What is Money?

In a nutshell, money is just a middle man used to handle transactions. Back in ancient times, when the only commodities were (for the sake of this example), food, building work and sex, the three could easily be exchanged as they were all immediately useful, for instance 'I need food, and that farmer needs his roof repairing'. However in today's world if you want IT advice but the only skill you posses is knowing how to maintain roads then you're stuffed. Money acts as a simple comparison tool. Used to make work an abstract concept that can be easily exchanged, so all the money you possess is just easily portable usefulness.

When this conversation can't happen, money steps in to save the day.
Money is like a big machine where you put your skills in at one end (eg. road maintenance), they get transformed into money that is then useful to the IT consultant who will then help you. Thus money has allowed someone trade with someone else who he couldn't possibly have repaid without money.
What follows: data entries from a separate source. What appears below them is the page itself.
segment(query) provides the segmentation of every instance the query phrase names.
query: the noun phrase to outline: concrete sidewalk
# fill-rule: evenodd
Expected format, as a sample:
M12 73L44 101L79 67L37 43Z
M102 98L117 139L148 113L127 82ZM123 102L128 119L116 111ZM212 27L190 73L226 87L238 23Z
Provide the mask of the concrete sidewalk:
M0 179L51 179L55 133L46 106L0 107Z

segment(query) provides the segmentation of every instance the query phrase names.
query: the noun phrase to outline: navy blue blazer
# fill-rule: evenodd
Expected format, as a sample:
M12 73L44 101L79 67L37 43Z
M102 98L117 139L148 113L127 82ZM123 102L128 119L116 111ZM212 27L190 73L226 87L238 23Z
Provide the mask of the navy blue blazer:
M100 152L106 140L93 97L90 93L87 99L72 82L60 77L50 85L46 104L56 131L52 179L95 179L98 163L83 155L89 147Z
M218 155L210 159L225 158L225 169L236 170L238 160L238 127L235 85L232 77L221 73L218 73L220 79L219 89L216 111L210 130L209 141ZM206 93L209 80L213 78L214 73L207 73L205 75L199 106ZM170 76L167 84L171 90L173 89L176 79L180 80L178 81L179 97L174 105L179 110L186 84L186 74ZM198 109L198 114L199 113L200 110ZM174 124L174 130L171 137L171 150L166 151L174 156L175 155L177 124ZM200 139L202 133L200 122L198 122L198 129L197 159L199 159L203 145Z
Because real money doesn't have a picture of Buzz Lightyear on it.
If you look at it in another light, shop gift cards are a step back in evolution as they are just worse versions of money. Like someone took the machine in the previous example and made it only work with DIY shops.
Money in itself is useless, but if it had a use other than as money then it would become less useful, as it would no longer be just a measuring device for the value of things, but would then be useful and its own perceived value would then have to be factored into the deal. It's like using penknives as currency, it would work fine if used by people who all valued it the same, but because some people value penknives highly while others do not value it at all, they don't have that universal agreement of what services or products are worth relative to them. Someone who loved penknives might value his pair of headphones at half a penknife, whereas someone who couldn't care less for penknives might value the same headphones at 5 penknives. With money however, both parties can agree that the headphones are worth £20 as bits of paper and metal are worth virtually nothing on their own.

These headphones are worth a lot more than £20
But of course, how do we make sure that people don't just print lots of worthless paper rectangles and go off buying everything? This is where gold (or some other finite resource) comes in. If we say that gold is worth a certain amount, and that no matter how many bits of paper and metal get made, they will all be worth exactly the same when added together (that is to say, 1 coin can represent the value of this gold or 10000000 coins can represent the value of this gold but the gold is still worth the same). Then we have a steady benchmark for money to be based against.

Gold's value lies in there being relatively little of it. (And being a good conductor but that's not really relevant).
This can cause problems however, if proper regulation isn't enforced. If too many monies get created then each coin's share of the value of gold decreases, making them useless except in massive quantities. If people in charge of setting the value for money get greedy they can play about with the figures and adjust people's views on its value, for instance: "It's been discovered that there is less gold than we thought and so money is worth more" *buy everything* "oops, our mistake, money is in fact worth what it was before". This is a problem that's avoided by crypto currencies but that's another story.